Tuesday, October 22, 2013

An Alamo hero's home in Alabama

William B. Travis home in Alabama
The historic home of William Barret Travis still stands in the unincorporated community of Perdue Hill, Alabama.  The future commander of the Alamo lived here in 1828-1830.

The house was built in around 1820 in the once thriving river port of Claiborne, about 1 1/2 miles west of its current location. In 1828, William B. Travis and his new bride, Rosanna Cato Travis, moved into the charming little cottage.  Their son, Charles Travis, was born there and the future hero of the Texas Revolution practiced law, ran a newspaper and served as an adjutant in the Alabama State Militia while he lived in the home.

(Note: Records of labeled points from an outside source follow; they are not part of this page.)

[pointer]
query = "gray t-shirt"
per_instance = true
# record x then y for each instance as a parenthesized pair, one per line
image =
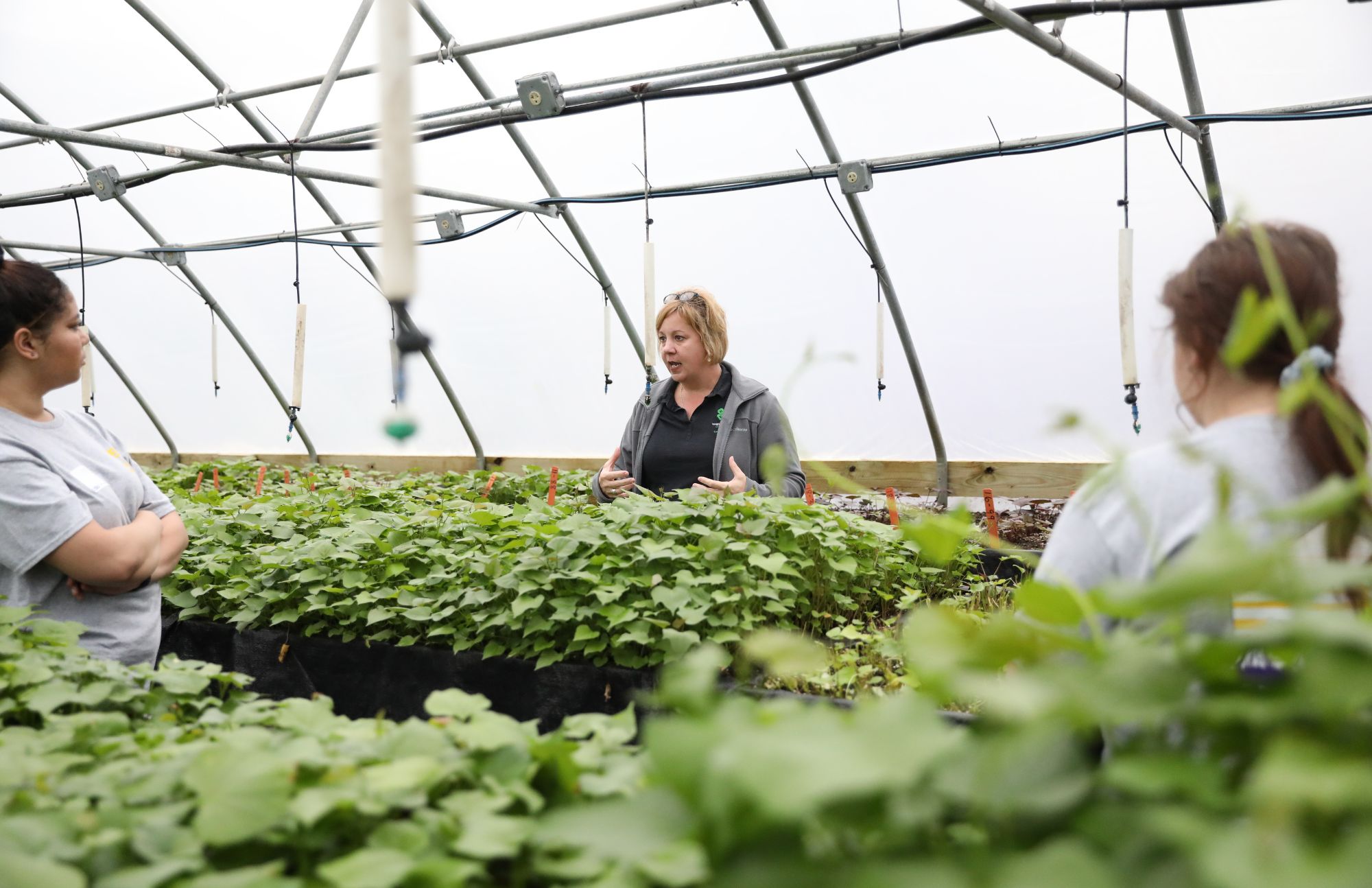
(1144, 510)
(56, 478)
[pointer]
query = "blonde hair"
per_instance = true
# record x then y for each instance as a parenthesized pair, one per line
(705, 316)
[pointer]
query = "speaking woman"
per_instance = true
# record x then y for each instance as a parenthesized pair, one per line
(706, 428)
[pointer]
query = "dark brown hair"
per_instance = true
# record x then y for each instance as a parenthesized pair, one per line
(31, 296)
(1205, 296)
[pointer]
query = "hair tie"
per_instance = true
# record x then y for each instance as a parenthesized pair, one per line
(1315, 356)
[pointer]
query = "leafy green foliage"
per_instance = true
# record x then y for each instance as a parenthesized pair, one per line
(126, 778)
(637, 583)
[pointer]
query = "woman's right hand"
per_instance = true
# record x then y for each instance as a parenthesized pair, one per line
(615, 482)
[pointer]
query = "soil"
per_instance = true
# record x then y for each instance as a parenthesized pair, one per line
(1026, 524)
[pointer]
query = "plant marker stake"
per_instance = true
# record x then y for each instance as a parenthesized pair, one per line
(993, 519)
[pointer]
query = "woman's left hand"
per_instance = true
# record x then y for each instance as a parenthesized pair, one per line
(739, 484)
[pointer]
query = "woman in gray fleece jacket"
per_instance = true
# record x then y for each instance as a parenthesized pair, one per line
(706, 428)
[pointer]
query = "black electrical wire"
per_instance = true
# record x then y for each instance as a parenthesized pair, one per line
(647, 93)
(887, 168)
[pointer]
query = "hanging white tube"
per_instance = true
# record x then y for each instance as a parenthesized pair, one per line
(882, 341)
(215, 355)
(397, 145)
(1127, 351)
(87, 373)
(298, 381)
(650, 315)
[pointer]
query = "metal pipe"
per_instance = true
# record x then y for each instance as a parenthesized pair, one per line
(869, 239)
(1056, 47)
(186, 270)
(484, 46)
(138, 396)
(883, 164)
(1196, 105)
(318, 194)
(58, 248)
(252, 164)
(323, 93)
(549, 186)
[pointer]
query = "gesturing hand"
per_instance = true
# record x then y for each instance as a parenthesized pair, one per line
(615, 482)
(739, 484)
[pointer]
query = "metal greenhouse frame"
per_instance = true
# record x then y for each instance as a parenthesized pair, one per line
(794, 65)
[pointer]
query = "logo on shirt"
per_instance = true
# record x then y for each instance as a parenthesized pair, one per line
(123, 459)
(88, 480)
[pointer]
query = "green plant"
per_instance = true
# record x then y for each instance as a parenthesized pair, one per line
(124, 778)
(636, 583)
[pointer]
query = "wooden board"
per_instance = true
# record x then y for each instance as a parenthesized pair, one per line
(968, 478)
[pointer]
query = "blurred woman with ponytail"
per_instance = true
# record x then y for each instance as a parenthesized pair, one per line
(1133, 519)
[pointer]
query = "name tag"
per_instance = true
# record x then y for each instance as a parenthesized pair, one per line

Travis was only 19 years old when he and Rosanna were married, but by then had been educated at academies in Sparta and Claiborne and entered the practice of law in the office of James Dellet. That he was popular among his neighbors is evidenced by his election to a post in the state militia (forerunner of today's National Guard).  In those days, militia officers were elected.

The Alamo in San Antonio, Texas
After only two years of marriage and when his young son was only one year old, however, Travis suddenly left Claiborne.  The cause of his sudden departure is debated to this day.  Some say he was so severely in debt that he was unable to meet his obligations.  Others say his decision to lead was the result of marital strife with Rosanna.  The cause also could have been a case of the "Texas Fever." Men from all over the United States then were flocking to Texas hoping to make fortunes for themselves.

Regardless of why he left Alabama in early 1831, Travis became the heroic commander of the Alamo who inspired the world with his determined promise of "Victory or Death!"  He, of course, died at the Alamo alongside James "Jim" Bowie, David Crockett and other heroes on March 6, 1836.